Daniel Dougherty-Samowitz, Staff Wtriter
Major League Baseball has always been an old school game. America’s pastime is filled with purists who don’t want technology infiltrating and ruining their authentic sport any more than it already has. However, in the age of high definition television and slow motion replay, the majority of fans and players have argued that it’s time for a change. With everyone having the ability to decipher calls instantly, umpires have come under heavy scrutiny. As seen last postseason, missed calls can seriously alter not only the outcome of a game, but the course of a team’s season (see Cardinals vs. Braves Wild Card Game.) Over the past decade, the MLB has fallen well behind the technological curve compared to its counterparts in the NFL, NBA and the NCAA.
Realizing the league is in desperate need of a twenty first century makeover, Commissioner Bud Selig announced the proposal in August, calling it “a historic moment.” Selig unveiled the leagues plan to expand the video review process.

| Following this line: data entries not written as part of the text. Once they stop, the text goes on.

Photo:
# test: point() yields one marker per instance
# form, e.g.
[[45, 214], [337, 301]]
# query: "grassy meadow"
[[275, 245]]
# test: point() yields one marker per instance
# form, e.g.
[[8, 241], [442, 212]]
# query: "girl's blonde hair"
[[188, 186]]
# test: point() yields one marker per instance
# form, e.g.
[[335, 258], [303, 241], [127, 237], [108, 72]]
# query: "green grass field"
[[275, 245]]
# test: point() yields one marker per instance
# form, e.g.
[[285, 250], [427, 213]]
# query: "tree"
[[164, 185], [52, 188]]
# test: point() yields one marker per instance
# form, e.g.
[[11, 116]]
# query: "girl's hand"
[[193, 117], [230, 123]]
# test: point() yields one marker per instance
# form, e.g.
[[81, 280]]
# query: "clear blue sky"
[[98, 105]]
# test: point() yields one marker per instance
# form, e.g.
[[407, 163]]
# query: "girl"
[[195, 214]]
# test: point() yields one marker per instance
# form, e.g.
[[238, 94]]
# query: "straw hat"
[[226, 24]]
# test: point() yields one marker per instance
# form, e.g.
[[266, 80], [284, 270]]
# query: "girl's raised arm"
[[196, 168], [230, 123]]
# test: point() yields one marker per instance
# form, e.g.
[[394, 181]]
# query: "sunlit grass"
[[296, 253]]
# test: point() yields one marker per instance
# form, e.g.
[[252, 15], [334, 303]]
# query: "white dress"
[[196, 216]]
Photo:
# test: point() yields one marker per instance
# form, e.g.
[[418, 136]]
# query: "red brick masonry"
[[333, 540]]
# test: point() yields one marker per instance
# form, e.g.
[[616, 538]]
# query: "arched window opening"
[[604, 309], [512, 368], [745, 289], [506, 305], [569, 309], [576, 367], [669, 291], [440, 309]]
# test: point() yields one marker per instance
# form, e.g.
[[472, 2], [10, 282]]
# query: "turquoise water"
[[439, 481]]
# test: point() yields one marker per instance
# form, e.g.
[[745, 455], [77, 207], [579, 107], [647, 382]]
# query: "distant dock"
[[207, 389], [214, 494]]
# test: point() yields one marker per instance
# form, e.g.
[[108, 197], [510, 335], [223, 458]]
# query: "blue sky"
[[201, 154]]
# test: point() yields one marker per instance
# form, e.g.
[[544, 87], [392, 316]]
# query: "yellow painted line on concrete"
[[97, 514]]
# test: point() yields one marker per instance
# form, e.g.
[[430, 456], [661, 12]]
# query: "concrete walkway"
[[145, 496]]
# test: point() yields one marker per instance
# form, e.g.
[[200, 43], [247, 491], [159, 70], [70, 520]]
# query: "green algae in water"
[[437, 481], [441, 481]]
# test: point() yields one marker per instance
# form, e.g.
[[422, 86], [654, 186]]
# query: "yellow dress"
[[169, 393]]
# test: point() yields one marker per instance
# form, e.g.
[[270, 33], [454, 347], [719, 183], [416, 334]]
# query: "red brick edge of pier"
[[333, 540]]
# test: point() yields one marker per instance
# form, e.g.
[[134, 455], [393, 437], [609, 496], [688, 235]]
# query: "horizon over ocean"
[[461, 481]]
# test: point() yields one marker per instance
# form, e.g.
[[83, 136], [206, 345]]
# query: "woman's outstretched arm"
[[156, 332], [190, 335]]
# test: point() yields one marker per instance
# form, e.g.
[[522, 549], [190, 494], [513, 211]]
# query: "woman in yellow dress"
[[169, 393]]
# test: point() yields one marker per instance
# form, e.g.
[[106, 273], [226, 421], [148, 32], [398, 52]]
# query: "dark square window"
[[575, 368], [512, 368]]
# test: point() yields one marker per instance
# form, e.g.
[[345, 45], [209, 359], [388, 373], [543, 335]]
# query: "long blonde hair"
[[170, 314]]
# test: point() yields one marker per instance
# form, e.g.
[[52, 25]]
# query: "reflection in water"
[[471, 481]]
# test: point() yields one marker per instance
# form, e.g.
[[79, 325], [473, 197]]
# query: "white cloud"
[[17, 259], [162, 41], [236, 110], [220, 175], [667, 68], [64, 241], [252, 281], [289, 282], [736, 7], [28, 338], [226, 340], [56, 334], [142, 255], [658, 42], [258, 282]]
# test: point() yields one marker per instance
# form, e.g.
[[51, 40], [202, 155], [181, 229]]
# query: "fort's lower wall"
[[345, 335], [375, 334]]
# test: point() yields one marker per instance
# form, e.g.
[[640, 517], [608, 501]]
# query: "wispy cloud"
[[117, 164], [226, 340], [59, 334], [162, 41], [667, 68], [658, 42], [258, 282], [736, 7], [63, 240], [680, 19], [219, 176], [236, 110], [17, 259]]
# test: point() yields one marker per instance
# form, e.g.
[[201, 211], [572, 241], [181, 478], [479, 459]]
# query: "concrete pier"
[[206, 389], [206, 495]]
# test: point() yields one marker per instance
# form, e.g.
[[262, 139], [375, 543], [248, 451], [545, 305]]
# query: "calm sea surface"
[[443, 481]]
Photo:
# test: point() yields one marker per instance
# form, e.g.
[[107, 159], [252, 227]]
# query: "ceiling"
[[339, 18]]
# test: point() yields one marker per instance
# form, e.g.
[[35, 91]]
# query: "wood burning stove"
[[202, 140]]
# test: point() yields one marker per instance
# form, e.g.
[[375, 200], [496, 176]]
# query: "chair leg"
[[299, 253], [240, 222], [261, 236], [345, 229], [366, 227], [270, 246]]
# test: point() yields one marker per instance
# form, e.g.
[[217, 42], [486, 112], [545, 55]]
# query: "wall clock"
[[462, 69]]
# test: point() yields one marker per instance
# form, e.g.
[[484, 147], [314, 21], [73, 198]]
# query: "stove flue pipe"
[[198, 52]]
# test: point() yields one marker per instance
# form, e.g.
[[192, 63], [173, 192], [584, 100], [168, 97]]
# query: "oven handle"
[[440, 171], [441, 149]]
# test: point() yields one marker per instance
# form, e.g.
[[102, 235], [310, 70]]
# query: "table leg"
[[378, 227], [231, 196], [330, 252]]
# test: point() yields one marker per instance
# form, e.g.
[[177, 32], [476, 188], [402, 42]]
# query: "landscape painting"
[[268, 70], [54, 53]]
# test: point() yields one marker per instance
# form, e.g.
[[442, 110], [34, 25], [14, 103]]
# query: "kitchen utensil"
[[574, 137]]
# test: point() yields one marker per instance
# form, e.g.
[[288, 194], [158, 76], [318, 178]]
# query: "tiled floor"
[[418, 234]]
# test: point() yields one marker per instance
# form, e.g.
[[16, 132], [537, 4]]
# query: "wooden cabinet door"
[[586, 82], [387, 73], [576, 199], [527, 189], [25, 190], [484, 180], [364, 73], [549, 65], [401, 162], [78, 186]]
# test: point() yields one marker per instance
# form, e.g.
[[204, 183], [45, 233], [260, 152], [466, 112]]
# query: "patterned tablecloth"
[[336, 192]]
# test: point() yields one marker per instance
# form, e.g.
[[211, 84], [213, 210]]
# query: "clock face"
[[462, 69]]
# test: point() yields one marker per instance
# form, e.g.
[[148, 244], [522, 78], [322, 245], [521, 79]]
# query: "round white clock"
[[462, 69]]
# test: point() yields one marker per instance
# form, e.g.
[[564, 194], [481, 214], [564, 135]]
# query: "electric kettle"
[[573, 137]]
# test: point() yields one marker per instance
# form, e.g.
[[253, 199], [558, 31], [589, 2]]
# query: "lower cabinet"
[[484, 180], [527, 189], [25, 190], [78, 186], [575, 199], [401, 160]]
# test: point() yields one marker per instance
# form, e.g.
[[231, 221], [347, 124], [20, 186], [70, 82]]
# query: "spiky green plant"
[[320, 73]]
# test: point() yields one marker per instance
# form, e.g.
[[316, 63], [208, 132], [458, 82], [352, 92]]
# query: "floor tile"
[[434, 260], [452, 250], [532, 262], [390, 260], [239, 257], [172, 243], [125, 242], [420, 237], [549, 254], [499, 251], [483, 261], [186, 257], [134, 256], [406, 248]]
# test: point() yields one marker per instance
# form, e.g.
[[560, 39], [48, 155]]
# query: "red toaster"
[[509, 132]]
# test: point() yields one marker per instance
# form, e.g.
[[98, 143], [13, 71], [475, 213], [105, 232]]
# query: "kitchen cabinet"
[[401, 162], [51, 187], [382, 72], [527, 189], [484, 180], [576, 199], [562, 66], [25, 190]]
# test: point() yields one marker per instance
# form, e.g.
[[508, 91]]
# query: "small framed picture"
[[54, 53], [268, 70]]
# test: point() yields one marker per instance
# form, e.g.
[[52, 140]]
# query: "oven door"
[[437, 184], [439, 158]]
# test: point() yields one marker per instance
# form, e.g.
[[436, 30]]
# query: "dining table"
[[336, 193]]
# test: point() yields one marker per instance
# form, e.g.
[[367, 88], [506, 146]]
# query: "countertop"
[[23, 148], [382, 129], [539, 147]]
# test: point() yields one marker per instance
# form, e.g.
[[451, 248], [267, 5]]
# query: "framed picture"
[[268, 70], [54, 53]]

Similar to the NFL, managers will have the ability to challenge an umpire’s calls. Each manager will be allowed one challenge during the first six innings of play and two for the rest of the game. The early inning protest does not carry over to the final three innings and if a manager wins the appeal, they keep the challenge. Let it be noted that not all calls are going to be reviewable; an example being balls and strikes. The final details of what can and cannot be challenged will be negotiated with the owners and Player’s Association after the season.
Many purists will argue that this will disrupt the ebb and flow of the game. Taking that into consideration, one of the new stipulations will be that reviews will not be done by the umpires on the field, but by a crew watching the games at MLB headquarters in New York. According to statistics released by the MLB, the average reviewed play takes three minutes and four seconds. After some tests, the new standard review time will be approximately one minute and fifteen seconds. This upcoming November, all thirty owners will decide on the replay changes, with a 75 percent vote needed for ratification.